The driver has worked on the buses for 10 years and has no criminal history and a clean work record, police officials and Laval Mayor Stéphane Boyer said at two separate news conferences.
The centre is located at the end of a driveway off a cul-de-sac with no bus stop so the driver would have had to veer off the road and head down the long driveway to hit the building.
“There were no signs of skidmarks. .... He went directly into the day care,” said another eyewitness, Mario Sirois.
The six children who were hospitalized had injuries that were not life-threatening, Brochet said.
A senior Canadian government official said the crash was not a terrorist act and did not pose a threat to national security.
Benchaabane, who lives near the centre, said he rushed to the scene of the crash and he and three parents managed to subdue the driver.

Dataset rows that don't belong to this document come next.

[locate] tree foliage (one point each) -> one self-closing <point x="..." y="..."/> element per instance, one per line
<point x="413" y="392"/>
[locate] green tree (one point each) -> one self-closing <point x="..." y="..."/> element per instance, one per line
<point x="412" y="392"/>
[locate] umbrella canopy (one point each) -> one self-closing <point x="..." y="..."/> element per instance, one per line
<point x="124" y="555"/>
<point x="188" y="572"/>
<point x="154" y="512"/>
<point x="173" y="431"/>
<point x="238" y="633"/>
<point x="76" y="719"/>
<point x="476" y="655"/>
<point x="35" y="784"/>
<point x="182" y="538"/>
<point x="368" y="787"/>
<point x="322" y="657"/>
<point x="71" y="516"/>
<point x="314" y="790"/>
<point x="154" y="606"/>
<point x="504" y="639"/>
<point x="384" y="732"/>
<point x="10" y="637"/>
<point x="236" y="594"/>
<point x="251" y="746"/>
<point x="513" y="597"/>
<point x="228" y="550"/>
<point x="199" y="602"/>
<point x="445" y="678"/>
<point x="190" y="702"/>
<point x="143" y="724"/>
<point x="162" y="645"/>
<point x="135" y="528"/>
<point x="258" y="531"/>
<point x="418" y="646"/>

He said they had to strike the driver to get him under control, before police cuffed the man.
The driver, he said, “was in a different world.”
Benchaabane said he was able to help pull one child from the centre, adding he and the others tried to save a second child before firefighters ordered them to leave because pieces of the roof were at risk of falling.
“It was a nightmare, I can’t believe it,” he said of what he witnessed.
“It was horrible.”
Brochet said officers at the scene were crying. Prime Minister Justin Trudeau said his office was “following the situation closely.”